Petitioner cannot overcome the strong presumption that he received effective assistance of counsel at trial. The state court's denial of relief on these grounds was a reasonable application of federal law. Accordingly, these claims lack merit.
Evidentiary Hearing Not Required
Petitioner requests an evidentiary hearing. [Doc. 6 at 1-3]. However, "review under § 2254(d)(1) is limited to the record that was before the state court that adjudicated the claim on the merits." Pinholster, 131 S. Ct. at 1398; see also Blue v. Thaler, 665 F.3d 647, 656 (5th Cir. 2011) (same rule applies to factual determinations under section 2254(d)(2)). Here, as in Pinholster , the petition concerns only claims under section 2254(d)(1) that were adjudicated on the merits in state court. Petitioner cannot overcome the limitation of section 2254(d)(1) on the record that was before the state court.

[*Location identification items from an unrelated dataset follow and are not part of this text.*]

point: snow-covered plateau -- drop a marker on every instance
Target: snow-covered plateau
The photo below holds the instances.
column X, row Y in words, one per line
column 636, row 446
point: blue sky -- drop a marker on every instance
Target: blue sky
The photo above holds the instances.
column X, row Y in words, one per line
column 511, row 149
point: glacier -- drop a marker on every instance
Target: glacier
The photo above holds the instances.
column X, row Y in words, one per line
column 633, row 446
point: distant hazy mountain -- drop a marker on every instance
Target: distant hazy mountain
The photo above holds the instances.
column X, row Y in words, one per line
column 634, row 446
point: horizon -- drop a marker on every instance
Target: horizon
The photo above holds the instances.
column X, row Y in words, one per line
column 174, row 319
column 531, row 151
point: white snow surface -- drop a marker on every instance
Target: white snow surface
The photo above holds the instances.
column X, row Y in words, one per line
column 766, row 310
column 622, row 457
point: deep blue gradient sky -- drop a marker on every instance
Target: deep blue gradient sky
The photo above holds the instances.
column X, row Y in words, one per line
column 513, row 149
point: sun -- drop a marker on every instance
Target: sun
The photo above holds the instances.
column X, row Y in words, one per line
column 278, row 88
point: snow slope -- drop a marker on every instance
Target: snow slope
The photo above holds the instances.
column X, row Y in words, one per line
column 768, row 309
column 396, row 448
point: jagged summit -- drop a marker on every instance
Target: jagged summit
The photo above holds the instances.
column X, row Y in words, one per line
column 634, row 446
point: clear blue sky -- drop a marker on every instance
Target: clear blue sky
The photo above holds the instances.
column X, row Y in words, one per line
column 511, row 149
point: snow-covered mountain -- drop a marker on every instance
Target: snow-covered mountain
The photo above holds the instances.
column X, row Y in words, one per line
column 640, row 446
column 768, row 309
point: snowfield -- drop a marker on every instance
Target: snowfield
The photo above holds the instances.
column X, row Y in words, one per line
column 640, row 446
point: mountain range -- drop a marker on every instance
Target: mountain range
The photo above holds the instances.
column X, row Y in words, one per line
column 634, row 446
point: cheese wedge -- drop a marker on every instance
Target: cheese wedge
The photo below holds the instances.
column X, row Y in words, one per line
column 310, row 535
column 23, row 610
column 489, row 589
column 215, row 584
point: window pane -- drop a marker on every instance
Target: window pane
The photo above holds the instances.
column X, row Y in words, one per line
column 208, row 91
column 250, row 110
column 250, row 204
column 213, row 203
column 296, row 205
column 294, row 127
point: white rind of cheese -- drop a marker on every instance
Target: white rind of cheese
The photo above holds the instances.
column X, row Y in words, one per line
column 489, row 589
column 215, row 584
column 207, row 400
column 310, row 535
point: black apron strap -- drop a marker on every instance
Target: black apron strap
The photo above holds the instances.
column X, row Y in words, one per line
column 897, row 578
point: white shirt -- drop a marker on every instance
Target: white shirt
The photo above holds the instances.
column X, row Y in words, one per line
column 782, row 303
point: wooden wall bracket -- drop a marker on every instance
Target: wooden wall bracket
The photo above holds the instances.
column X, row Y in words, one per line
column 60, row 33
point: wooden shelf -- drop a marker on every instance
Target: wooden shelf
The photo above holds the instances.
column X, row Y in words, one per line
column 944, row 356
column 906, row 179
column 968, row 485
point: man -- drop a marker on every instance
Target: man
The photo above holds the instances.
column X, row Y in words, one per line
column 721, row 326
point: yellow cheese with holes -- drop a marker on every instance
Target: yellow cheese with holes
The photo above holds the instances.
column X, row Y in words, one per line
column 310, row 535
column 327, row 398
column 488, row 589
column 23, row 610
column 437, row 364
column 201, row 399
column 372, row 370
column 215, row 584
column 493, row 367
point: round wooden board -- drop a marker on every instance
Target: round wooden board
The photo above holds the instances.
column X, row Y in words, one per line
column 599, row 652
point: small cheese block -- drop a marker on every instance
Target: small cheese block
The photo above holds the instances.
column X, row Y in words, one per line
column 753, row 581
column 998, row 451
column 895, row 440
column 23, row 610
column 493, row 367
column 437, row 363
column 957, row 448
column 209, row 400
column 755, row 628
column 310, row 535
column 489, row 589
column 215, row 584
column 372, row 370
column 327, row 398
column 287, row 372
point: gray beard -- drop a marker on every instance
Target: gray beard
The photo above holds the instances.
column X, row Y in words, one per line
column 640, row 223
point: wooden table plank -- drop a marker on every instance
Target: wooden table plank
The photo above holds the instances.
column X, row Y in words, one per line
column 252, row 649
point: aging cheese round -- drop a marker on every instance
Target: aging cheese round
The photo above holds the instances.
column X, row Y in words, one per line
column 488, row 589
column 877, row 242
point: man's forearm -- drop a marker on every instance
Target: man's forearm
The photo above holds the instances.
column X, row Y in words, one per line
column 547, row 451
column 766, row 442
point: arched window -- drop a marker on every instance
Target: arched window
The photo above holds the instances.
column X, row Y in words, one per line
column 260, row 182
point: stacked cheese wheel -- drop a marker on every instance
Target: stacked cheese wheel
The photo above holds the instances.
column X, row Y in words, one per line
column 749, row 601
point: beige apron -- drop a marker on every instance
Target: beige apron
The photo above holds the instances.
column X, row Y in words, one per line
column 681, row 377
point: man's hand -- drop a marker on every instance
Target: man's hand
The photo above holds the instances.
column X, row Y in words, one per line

Accordingly, Petitioner is not entitled to an evidentiary hearing.
III. RECOMMENDATION
For the foregoing reasons, it is recommended that the petition for writ of habeas corpus be DENIED
SIGNED October 22, 2014.
/s/_________
RENÉE HARRIS TOLIVER
UNITED STATES MAGISTRATE JUDGE
INSTRUCTIONS FOR SERVICE AND
NOTICE OF RIGHT TO APPEAL/OBJECT
A copy of this report and recommendation will be served on all parties in the manner provided by law. Any party who objects to any part of this report and recommendation must file specific written objections within 14 days after being served with a copy. See 28 U.S.C. § 636(b)(1); FED. R. CIV. P. 72(b). In order to be specific, an objection must identify the specific finding or recommendation to which objection is made, state the basis for the objection, and specify the place in the magistrate judge's report and recommendation where the disputed determination is found. An objection that merely incorporates by reference or refers to the briefing before the magistrate judge is not specific. Failure to file specific written objections will bar the aggrieved party from appealing the factual findings and legal conclusions of the magistrate judge that are accepted or adopted by the district court, except upon grounds of plain error. See Douglass v. United Services Automobile Ass'n, 79 F.3d 1415, 1417 (5th Cir. 1996).